In order to hook up the new house to water and sewer, a trench had to be cut, pretty well right across the street in front of our house. Apparently all the neighbours were supposed to receive written notice that our street would be closed for five days because of the open trench. No notice was received. A worker casually mentioned it to us, when we happened to be outside, the day before.

Now that was noisy! As the machine banged its way through the pavement  the noise was tremendous. Our whole house was shaking. That probably didn't do our foundation any favours.




Neighbours only three doors down were having a family wedding that very day. Our block was to be closed to traffic for the annual block party on Sunday. Here's what it looked like at the end of the workday last Friday.



We left the next day but it sounds like there was plenty of action. The young neighbours, with all their little kids, weren't happy that the worksite was not properly secured. Bylaw officials and our local city councillor were notified. Besides the hole and the noise, one neighbour has had her phone and internet cable cut twice so far. This is what it's like to live near infill construction.

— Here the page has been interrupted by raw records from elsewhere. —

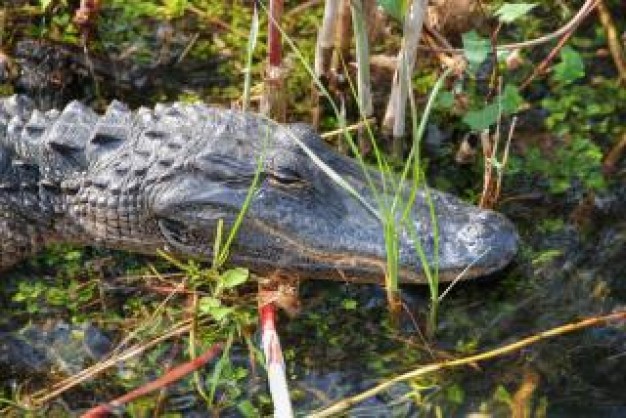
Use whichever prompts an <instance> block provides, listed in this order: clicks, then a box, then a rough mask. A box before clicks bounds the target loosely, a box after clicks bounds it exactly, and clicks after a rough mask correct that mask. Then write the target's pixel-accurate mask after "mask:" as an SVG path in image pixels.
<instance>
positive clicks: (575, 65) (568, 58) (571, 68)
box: [553, 45, 585, 84]
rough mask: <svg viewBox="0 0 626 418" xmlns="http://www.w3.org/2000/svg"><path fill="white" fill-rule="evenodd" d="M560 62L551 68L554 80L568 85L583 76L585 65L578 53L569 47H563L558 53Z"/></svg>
mask: <svg viewBox="0 0 626 418" xmlns="http://www.w3.org/2000/svg"><path fill="white" fill-rule="evenodd" d="M560 57H561V62H560V63H558V64H556V65H555V66H554V67H553V70H554V79H555V80H556V81H560V82H561V83H564V84H569V83H571V82H573V81H576V80H578V79H579V78H581V77H584V75H585V65H584V63H583V60H582V58H581V56H580V54H579V53H578V52H576V50H575V49H574V48H572V47H571V46H569V45H566V46H565V47H563V49H562V50H561V53H560Z"/></svg>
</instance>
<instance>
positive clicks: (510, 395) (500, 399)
mask: <svg viewBox="0 0 626 418" xmlns="http://www.w3.org/2000/svg"><path fill="white" fill-rule="evenodd" d="M493 397H494V398H495V399H496V400H498V401H500V402H502V403H505V404H507V405H512V404H513V397H512V396H511V394H510V393H509V391H508V390H506V388H505V387H504V386H502V385H500V386H498V388H497V389H496V393H495V394H494V395H493Z"/></svg>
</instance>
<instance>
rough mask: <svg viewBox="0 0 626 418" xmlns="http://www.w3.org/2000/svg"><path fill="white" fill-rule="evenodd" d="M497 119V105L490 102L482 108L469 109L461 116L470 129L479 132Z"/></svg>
mask: <svg viewBox="0 0 626 418" xmlns="http://www.w3.org/2000/svg"><path fill="white" fill-rule="evenodd" d="M497 120H498V105H497V103H491V104H489V105H487V106H485V107H483V108H482V109H478V110H470V111H469V112H467V113H466V114H465V116H464V117H463V122H465V123H466V124H467V125H468V126H469V127H470V129H471V130H472V131H476V132H480V131H482V130H483V129H486V128H488V127H490V126H491V125H493V124H494V123H496V121H497Z"/></svg>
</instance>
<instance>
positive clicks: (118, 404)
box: [81, 343, 222, 418]
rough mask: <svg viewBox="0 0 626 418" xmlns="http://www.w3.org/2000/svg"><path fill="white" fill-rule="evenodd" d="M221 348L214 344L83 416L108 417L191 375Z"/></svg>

Because real estate folks have declared our area a desirable neighbourhood, developers are crawling all over the place, outbidding people who just want to buy a house and live here. Developers come onto our streets. knock down houses (many of them in fine shape), then disturb the neighbours with construction for months. Often they build houses that simply don't fit in with existing homes. Sometimes, the builders stay; they actually live in the new houses. Most of the time however, after all the disruption, they sell the new place, make their profit and move on to another conquest. The city allows all this, in the name of intensification of the core, which we're all supposed to embrace.

Simon and Garfunkel famously sang, "Silence like a cancer grows." We could change that to, "Infill like a cancer grows. " It really seems that once one house on a block is knocked down, others soon follow. On this one side of this one block, we have just heard that a fourth house will soon go up for sale. Surely they won't all be destroyed.